In the meantime I have been accessing email through TPG Post Office with all its limitations. Now there is a Phishing email purportedly from tpg ( which is doing the rounds of their customers with tpg email addresses, saying you need to update your details, click here (Pharming). The messages are all the same, so no change of text, address etc. They are aware of it but it still isn’t picked up by their spam filters a week later.

It is hard to report issues to them as you are re-directed to the Community Forum for other customers to help. Occasionally a “moderator” will post, usually just to re-state their inaction, or apologise and do nothing. With Scam emails, they just fob you off to Scamwatch, who don’t fix it, only use the reports for statistical purposes. They don’t have a way to report Scams. I have been getting more phishing emails than real ones this last fortnight. It is frustrating. They used to be a good company.


Might be worth revisiting this. I don’t have a TPG username and password to test with, but using POP3 with TLS (hence port 995) to seemed to work i.e. the TLS connection was correctly made but then it complained that I did not supply a username and password (which of course I can’t do) with the rather laconic error message of:

Mate, the command must be one of CAPA, USER, PASS or QUIT

which would be absolutely right if it requires a valid username and password before going ahead.

To be clear, I was not using Thunderbird.
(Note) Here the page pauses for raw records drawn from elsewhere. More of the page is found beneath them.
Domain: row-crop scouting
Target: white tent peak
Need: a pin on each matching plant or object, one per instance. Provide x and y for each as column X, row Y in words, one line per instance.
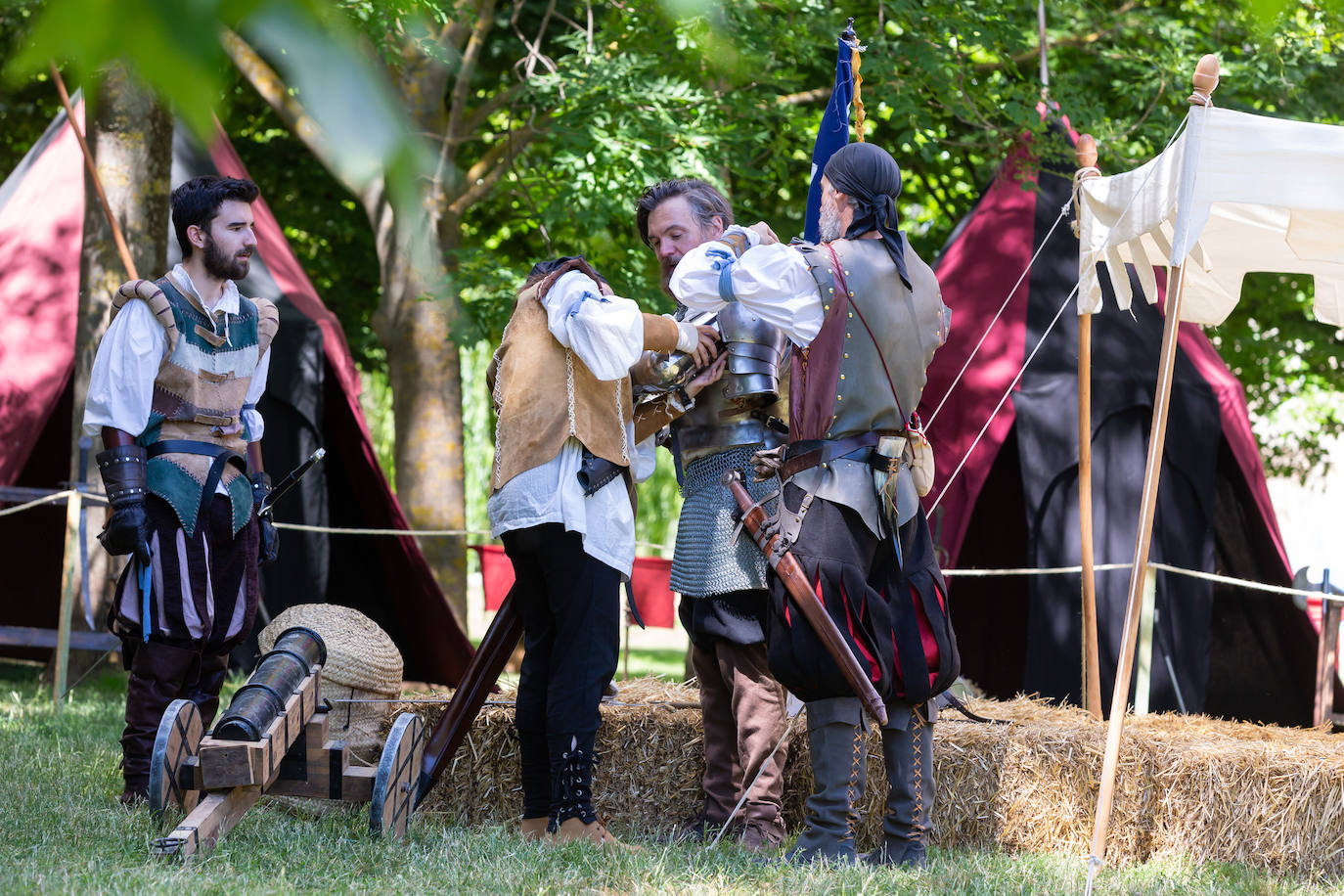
column 1235, row 194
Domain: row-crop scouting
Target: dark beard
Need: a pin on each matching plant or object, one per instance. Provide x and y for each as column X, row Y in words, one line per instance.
column 221, row 265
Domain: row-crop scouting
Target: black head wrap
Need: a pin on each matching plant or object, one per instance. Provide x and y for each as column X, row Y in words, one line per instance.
column 872, row 177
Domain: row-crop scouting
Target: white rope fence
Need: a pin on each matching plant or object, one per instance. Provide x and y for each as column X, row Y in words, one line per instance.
column 966, row 574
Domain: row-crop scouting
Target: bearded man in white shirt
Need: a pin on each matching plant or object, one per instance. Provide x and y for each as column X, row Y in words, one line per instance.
column 568, row 449
column 173, row 394
column 866, row 316
column 722, row 579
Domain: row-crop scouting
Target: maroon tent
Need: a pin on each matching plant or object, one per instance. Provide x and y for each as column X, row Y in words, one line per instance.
column 1235, row 651
column 312, row 400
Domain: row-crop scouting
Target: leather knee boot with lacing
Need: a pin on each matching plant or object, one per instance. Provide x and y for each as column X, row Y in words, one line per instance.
column 908, row 755
column 157, row 675
column 839, row 759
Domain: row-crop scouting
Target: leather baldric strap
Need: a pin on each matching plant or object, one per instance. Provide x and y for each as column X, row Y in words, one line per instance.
column 208, row 449
column 804, row 456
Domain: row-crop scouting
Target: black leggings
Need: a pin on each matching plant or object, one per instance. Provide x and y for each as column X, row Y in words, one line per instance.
column 571, row 629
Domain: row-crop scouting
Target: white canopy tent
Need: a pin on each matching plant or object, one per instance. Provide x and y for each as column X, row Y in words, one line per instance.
column 1230, row 195
column 1235, row 193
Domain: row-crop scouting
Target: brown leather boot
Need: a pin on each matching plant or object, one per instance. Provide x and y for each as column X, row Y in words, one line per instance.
column 157, row 679
column 535, row 829
column 575, row 831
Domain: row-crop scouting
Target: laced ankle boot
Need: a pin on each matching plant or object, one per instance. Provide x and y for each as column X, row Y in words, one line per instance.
column 839, row 759
column 905, row 824
column 571, row 771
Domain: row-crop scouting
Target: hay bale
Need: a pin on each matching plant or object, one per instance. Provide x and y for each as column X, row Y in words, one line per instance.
column 362, row 665
column 1189, row 786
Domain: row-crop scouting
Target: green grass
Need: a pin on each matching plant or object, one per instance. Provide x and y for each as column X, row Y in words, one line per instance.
column 61, row 830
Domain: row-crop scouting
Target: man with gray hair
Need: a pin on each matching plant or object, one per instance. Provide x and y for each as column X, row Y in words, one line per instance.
column 722, row 580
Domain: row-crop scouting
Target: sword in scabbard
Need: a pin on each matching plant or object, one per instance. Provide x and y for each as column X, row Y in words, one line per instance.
column 808, row 602
column 290, row 481
column 477, row 681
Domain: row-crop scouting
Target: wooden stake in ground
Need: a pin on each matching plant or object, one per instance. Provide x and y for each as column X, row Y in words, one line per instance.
column 1086, row 152
column 1206, row 79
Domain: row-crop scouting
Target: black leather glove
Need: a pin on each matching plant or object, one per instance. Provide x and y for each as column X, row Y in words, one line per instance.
column 269, row 539
column 122, row 471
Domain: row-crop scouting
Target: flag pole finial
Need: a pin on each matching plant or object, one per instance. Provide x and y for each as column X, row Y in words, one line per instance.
column 1204, row 81
column 1086, row 151
column 856, row 49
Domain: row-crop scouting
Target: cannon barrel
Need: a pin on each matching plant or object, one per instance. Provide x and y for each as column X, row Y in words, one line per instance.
column 277, row 675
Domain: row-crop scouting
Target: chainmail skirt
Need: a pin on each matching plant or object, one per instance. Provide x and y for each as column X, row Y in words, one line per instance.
column 706, row 560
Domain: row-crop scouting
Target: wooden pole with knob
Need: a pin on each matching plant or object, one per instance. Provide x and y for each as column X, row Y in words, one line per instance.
column 1204, row 79
column 1086, row 154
I was just accessing from the command line - so that I could see what is actually going on.

To be honest, from all the posts above, I couldn’t work out what an actual error message is.
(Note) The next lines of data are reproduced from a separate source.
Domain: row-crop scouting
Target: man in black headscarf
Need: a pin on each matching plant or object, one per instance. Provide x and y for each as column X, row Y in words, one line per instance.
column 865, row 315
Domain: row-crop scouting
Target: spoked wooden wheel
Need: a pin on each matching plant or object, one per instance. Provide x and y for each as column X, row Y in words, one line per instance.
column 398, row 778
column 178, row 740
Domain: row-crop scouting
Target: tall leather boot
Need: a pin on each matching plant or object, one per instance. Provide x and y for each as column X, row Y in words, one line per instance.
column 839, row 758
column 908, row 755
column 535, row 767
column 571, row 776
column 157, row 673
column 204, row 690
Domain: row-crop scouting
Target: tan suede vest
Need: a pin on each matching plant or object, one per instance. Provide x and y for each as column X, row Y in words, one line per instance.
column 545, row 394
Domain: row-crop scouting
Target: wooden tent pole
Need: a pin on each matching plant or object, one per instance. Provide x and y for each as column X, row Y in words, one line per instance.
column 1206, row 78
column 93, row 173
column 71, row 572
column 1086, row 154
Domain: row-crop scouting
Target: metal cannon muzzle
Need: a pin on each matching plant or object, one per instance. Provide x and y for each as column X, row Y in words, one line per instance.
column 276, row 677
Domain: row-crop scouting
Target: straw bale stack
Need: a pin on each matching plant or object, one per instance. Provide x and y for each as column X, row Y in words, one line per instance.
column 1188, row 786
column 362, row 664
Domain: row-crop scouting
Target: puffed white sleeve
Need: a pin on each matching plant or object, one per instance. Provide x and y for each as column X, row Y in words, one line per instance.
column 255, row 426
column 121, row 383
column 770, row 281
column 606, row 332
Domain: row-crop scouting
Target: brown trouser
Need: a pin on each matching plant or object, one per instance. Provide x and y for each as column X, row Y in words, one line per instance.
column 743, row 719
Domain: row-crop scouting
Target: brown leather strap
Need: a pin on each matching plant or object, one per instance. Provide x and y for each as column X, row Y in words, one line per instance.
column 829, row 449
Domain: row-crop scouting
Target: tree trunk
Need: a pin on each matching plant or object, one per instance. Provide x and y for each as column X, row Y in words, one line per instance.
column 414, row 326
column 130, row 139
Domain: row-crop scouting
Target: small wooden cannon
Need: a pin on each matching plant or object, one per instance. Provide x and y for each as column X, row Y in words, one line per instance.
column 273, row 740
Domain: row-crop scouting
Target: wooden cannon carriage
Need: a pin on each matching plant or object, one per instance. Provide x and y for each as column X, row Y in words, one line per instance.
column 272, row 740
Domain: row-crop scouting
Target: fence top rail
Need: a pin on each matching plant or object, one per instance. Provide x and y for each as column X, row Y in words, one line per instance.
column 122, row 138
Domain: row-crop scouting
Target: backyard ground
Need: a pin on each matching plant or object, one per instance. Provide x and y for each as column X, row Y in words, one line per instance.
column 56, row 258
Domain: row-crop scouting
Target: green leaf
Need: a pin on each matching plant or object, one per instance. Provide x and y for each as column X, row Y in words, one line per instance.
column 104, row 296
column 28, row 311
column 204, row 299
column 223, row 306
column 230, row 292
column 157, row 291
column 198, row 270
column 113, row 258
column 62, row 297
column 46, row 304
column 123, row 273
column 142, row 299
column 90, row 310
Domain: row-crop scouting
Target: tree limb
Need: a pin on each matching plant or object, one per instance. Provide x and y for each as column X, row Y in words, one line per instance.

Of course, Thunderbird gives you a warning if you configure not to use transport security but not using transport security is not the right solution anyway.

It is possible that you need to change security.tls.version.min as suggested in the post by @‍erroldel but in that case I would note its current value and step it down one at a time until it works (starting with the assumption that it will work without adjustment).

The bad news is that TMG would surely retain the situation that the current settings work - whether those settings be good or bad from a security point of view - because they don’t want thousands of support calls with customers fumbling around trying to change settings. They want the migration to be seamless. I would think though, based on this post, that both with TLS and without TLS should work as of right now.